If I’m disturbed by all of this (I’m fine!), there might be a little bit of internalised ageism at play. I don’t want to eventually become a Keith Richards figure and decide that music I don’t understand is just “people yelling”; the sort of person who writes a piece in the Guardian about being in a musical rut, which younger colleagues roll their eyes at (oh no). Musical taste is so intertwined with the formation of our identities that it’s an easy thing to catastrophise. Besides, my nostalgia trip may just be a case of access: the return of the indie sleaze aesthetic has made the popular bands of the early to mid-2000s big business again. And even if it hadn’t, heritage acts have always funded the musical economy. Heritage to me is Elton John, but I guess it’s Bloc Party too.
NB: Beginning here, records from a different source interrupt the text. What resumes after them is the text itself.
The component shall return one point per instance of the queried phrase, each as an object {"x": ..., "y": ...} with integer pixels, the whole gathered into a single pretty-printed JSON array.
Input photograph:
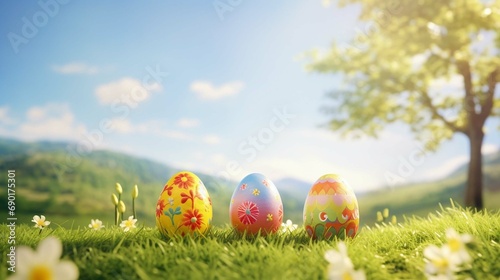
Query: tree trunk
[{"x": 474, "y": 187}]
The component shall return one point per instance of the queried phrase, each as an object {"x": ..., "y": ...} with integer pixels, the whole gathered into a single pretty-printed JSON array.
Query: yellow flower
[
  {"x": 394, "y": 220},
  {"x": 121, "y": 207},
  {"x": 386, "y": 213},
  {"x": 40, "y": 221},
  {"x": 119, "y": 188},
  {"x": 95, "y": 224},
  {"x": 135, "y": 192},
  {"x": 44, "y": 263},
  {"x": 128, "y": 224},
  {"x": 114, "y": 199},
  {"x": 456, "y": 243}
]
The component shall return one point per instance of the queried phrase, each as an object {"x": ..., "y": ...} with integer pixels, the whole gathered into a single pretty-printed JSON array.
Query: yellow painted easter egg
[{"x": 184, "y": 206}]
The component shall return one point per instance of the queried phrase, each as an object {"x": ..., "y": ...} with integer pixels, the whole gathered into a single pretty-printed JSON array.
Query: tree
[{"x": 392, "y": 68}]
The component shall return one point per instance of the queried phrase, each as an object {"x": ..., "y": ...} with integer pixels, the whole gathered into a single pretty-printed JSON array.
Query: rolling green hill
[{"x": 47, "y": 185}]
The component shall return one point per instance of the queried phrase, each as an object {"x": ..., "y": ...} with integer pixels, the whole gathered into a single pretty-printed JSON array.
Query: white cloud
[
  {"x": 75, "y": 68},
  {"x": 124, "y": 126},
  {"x": 121, "y": 126},
  {"x": 5, "y": 119},
  {"x": 174, "y": 134},
  {"x": 205, "y": 89},
  {"x": 186, "y": 123},
  {"x": 51, "y": 122},
  {"x": 211, "y": 139},
  {"x": 126, "y": 90}
]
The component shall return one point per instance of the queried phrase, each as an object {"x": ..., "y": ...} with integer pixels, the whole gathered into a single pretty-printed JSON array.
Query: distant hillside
[{"x": 46, "y": 184}]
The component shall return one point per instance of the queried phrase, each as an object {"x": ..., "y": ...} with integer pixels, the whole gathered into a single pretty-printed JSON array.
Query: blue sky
[{"x": 224, "y": 93}]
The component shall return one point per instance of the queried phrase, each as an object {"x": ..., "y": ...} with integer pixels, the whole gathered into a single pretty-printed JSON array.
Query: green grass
[{"x": 383, "y": 251}]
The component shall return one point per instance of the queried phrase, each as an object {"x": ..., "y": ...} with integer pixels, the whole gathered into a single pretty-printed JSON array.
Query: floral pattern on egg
[
  {"x": 256, "y": 206},
  {"x": 184, "y": 206},
  {"x": 331, "y": 209}
]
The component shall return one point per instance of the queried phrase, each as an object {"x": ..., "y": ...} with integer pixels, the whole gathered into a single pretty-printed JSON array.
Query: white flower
[
  {"x": 456, "y": 243},
  {"x": 40, "y": 222},
  {"x": 43, "y": 263},
  {"x": 288, "y": 226},
  {"x": 128, "y": 224},
  {"x": 441, "y": 262},
  {"x": 341, "y": 266},
  {"x": 95, "y": 224}
]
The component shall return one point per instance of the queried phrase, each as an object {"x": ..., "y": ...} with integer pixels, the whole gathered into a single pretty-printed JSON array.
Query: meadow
[{"x": 384, "y": 251}]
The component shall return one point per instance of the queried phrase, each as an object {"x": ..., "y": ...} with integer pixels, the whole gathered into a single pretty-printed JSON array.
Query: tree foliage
[{"x": 431, "y": 64}]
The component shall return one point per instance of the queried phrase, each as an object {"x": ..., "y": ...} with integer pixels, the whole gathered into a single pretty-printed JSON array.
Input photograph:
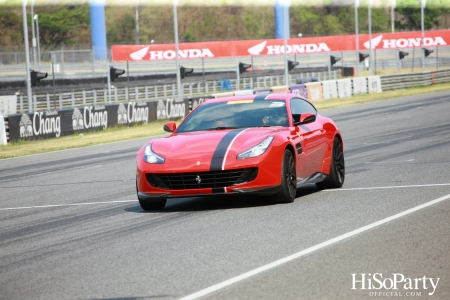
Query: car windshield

At least when I do actually put effort in, I can still find stuff I love. It might not produce the high it did when I was 14, but the thrill of connecting with something completely new – while listening to NTS or Triple R while I work, or receiving links from friends who, thankfully, still treat musical discovery like a calling – remains immediate. There’s still some life in this leather jacket yet. But if you’re wondering if I want to see the Chemical Brothers and the Presets while enjoying a crisp riesling, the answer is yes. A thousand times yes.